秦掠略顯平滑的眼尾勾微微向上揚,她在暗示他,他是她想要保護的人嘛,嗤,無語至極。
說出凈化靈氣以后,男人大為震驚,決定帶桑栗他們回去試一試。
真的是聞所未聞。
在路上,桑栗得知,男人叫蕭穆陽,化神后期,來自木系大陸的散修,如今在臨金城外西北方向的小村子住著,他要救的人是他的妻子,她的妻子也是一個散修,兩個人一起仗劍走天涯,好不愜意,但是在火系大陸的路途中,他妻子被火系大陸的世家公子看上了,想要強娶豪奪。

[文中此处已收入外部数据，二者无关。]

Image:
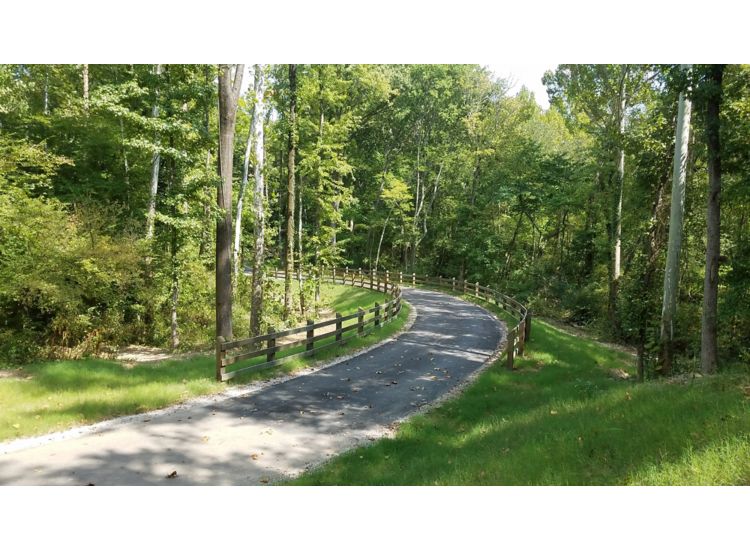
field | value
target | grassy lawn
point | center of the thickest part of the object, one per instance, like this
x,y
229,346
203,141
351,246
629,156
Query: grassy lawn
x,y
561,420
56,395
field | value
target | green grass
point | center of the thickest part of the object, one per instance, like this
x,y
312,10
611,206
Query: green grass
x,y
56,395
561,420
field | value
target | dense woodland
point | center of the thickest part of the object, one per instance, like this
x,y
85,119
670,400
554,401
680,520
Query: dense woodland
x,y
148,203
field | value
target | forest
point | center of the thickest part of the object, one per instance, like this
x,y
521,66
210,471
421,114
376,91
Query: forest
x,y
150,204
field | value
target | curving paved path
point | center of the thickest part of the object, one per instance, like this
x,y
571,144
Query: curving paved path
x,y
283,428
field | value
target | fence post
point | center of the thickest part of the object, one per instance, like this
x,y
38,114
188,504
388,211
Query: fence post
x,y
271,355
310,335
220,356
510,348
528,325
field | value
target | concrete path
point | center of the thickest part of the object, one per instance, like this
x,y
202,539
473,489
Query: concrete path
x,y
284,428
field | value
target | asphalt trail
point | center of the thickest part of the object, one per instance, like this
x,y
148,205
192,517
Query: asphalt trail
x,y
284,428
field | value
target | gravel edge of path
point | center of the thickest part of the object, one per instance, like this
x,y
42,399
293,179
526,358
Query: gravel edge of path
x,y
391,430
21,444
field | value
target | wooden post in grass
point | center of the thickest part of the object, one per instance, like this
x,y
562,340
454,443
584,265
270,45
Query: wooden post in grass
x,y
271,354
310,335
338,327
510,348
221,354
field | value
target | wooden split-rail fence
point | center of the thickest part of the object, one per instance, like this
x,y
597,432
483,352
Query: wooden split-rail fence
x,y
341,329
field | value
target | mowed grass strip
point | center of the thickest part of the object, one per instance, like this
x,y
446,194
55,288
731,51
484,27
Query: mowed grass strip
x,y
560,419
56,395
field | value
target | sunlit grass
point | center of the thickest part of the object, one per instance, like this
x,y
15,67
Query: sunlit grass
x,y
560,419
55,395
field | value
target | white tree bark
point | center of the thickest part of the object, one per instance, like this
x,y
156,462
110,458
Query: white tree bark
x,y
241,195
259,116
672,269
155,162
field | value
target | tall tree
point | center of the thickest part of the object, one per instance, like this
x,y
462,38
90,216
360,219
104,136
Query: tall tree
x,y
259,192
677,211
230,82
155,163
292,149
709,347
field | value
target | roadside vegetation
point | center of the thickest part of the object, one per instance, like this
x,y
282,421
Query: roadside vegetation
x,y
566,417
48,396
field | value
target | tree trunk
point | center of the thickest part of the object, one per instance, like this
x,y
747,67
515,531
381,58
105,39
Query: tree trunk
x,y
617,221
259,115
155,162
229,92
709,324
86,88
241,197
289,263
380,243
677,211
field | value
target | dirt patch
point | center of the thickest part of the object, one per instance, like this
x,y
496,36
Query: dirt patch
x,y
133,355
579,332
15,374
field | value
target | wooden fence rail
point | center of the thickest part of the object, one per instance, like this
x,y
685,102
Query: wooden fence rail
x,y
345,327
363,321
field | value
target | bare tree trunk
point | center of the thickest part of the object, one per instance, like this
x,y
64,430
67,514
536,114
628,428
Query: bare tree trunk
x,y
672,269
289,263
259,116
155,162
709,324
617,221
230,81
46,91
86,88
241,198
380,243
300,265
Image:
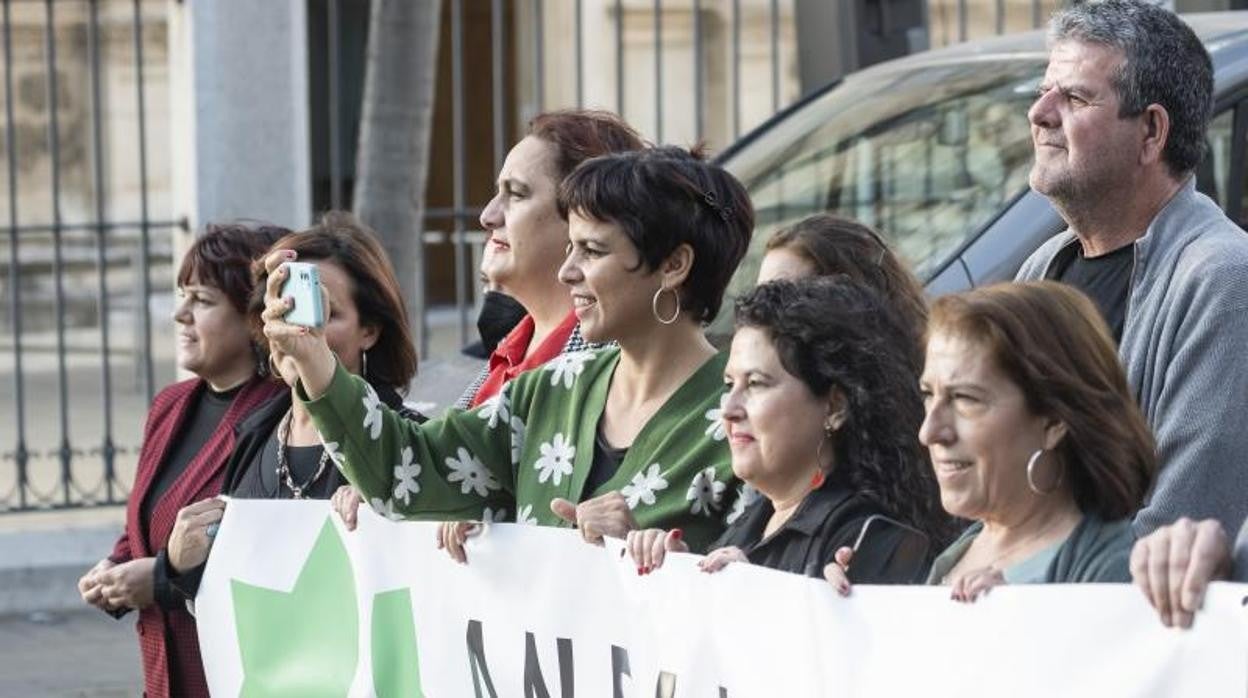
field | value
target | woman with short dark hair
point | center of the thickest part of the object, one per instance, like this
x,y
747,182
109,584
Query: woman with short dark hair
x,y
821,412
825,245
189,436
1035,436
630,432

然后又是一陣追殺和逃匿,他的妻子被人下了毒,不僅遇到靈氣會潰爛,身體被腐蝕,她每天每夜都會痛苦得嘶叫,痛苦不堪。
如今他們躲到一個小村子里,他問過醫師,赤焰花能延緩腐蝕的速度,他就整日去很多地方的雪山找赤焰花,去找藥草。
桑栗嘆氣,化神期實力是很強,但是很多個元嬰期對上,就會有些吃力了。
桑栗想,幸好合體期沒幾個,渡劫期就更少了,她就是無敵的。
桑栗感覺她就類似于指導男主修煉里面的老爺爺,她現在就是指導小反派的金手指。
她可是把傳承的絕學重劍三十六式都教給他了,就類似把絕學放入他自己的腦海里,他自己看著自己學自己領悟。
蕭穆陽把白絨絨放了出來,看到這點信任,她決定會幫她好好凈化靈氣的。
蕭穆陽其實是覺得,他實力不敵她,她其實可以把他殺了,儲物袋的主人死就會變成無主的,那時候那只雪羊絨獸也會被放出來,可是她沒有殺他。
其中他問她是哪個門派的,小姑娘都只會對她說一屆散修,他猜測她有渡劫期了。
三個人走進了村莊。
死氣沉沉的感覺撲面而來。
“這個村子怎么這么安靜,死氣沉沉的。”白絨絨眼皮直跳,不會又有什么大妖吧。
村口的石頭,有一個死人,全身青紫,眼球發紅凸出,臉上浮腫,經脈密密麻麻如同蜘蛛網上浮一樣。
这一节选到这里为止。